"It is essential that the system is made more transparent by having the Labour Department reveal the details of the penalties levied and compensation paid to the child workers" said Supreme Court lawyer

Rescued child workers seldom get the compensation or benefits under various schemes they are entitled to and often end up forced into working like bonded labourers due to the same.

Supreme Court lawyer Ravi Kant, also president of NGO Shakti Vahini, which has been actively involved in the rescue of child workers in Delhi and elsewhere, said less than 20 per cent of the rescued children are getting the compensation meant for them.

“The idea behind imposing the Rs.20,000 fine was to make it act as a deterrent, but I do not know how effective it has proved as a tool,” Mr. Kant said.

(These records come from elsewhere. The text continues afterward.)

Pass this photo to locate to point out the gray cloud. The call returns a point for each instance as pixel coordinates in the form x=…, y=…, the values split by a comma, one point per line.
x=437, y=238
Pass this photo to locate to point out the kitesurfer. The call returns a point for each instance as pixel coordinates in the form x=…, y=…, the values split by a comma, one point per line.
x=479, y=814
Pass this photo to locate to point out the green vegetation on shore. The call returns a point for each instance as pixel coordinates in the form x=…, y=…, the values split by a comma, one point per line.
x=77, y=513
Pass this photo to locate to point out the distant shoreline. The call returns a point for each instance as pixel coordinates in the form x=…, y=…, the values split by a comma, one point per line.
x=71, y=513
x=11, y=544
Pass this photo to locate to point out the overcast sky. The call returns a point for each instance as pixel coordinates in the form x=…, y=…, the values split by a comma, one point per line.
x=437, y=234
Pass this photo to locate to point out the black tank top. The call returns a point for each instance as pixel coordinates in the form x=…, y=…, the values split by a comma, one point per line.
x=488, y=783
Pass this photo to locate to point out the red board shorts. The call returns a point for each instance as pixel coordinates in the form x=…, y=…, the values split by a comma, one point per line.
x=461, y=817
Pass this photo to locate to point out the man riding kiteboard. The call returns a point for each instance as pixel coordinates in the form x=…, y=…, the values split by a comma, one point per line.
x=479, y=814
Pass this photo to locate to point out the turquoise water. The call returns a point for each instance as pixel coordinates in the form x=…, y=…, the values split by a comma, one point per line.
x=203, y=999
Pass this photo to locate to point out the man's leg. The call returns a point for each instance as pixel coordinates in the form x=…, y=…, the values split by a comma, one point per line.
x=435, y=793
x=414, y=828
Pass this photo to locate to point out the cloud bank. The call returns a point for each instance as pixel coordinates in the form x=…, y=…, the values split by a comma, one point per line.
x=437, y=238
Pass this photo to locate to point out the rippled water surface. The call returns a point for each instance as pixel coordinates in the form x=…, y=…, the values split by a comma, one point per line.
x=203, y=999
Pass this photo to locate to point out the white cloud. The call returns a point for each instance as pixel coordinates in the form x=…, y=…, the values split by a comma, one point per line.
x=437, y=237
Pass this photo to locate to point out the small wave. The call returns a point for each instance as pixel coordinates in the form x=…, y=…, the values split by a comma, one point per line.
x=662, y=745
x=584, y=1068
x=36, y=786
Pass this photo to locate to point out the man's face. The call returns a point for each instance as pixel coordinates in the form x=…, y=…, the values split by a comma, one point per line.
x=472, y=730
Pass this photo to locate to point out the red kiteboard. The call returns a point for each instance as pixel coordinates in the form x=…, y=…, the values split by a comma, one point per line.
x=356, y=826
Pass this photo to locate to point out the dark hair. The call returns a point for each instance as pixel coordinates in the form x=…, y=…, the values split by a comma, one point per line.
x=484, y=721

For the welfare of the children, he said, it is essential that the system is made more transparent by having the Labour Department reveal the details of the penalties levied and compensation paid to the child workers.

Mr. Kant said the Supreme Court had also laid down that forced work by children without wages be booked under the Bonded Labour Act. This was also meant to provide the benefits of the Indira Vikas Yojana, to enable one member of the family get a job and enable the family access to ration supply as under the Below Poverty Line category that provides for the cheapest rations.

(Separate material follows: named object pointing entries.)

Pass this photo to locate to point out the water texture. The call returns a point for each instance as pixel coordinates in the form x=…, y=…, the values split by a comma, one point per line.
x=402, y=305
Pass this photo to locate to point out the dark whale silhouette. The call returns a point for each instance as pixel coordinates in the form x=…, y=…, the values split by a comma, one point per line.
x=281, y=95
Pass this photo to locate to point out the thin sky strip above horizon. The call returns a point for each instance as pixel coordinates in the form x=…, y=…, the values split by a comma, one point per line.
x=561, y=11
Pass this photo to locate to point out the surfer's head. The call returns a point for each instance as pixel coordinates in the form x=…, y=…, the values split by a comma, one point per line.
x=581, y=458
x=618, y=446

But even here, the implementation has left a lot to be desired and only a small fraction of the rescued children actually get the benefits of this scheme.

A senior Labour Department official agreed that less than 20 per cent of the rescued children get the compensation money in hand. The reasons for this are many. The law as of now prohibits opening of an account in the name of a minor alone and they also cannot be issued debit cards. “While there is no one to ask about the welfare of these children when they are working, once they are rescued their relatives or distant relatives turn up for a slice of the money they are to get. It has also been seen that sometimes the families of these children force them back into the drudgery after getting the compensation amounts. The money lures them.”

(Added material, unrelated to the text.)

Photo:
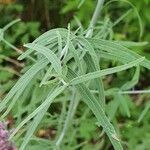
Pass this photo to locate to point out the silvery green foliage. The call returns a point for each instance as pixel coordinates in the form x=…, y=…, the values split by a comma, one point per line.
x=5, y=144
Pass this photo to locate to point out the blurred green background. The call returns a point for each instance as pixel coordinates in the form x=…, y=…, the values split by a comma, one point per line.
x=38, y=16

The official said the Municipal Corporation of Delhi had in 2008 issued instructions that all rescued child workers would be given admission in the schools all through the year to ensure their proper rehabilitation. “Despite this, most child workers find their way back into the trade they are engaged in due to family pressure.”

The official said the parents are seldom booked for abetting child labour. Though The Children (Pledging of Labour) Act, 1933, provided for imposition of a penalty of Rs.50 on the parents and of Rs.250 on those engaging the parents for the services of their children, this law is seldom used to curb child labour.

He said the children who are rescued are produced before the Child Welfare Committee dealing with the respective area. In all, there are four such committees in Delhi. These committees have magisterial powers and they give the custody of the children to the care homes which are being run by various non government organisations.

Children hailing from other States are repatriated to their native place. They are supposed to be paid a part of the Rs.20,000 fine imposed on the employer.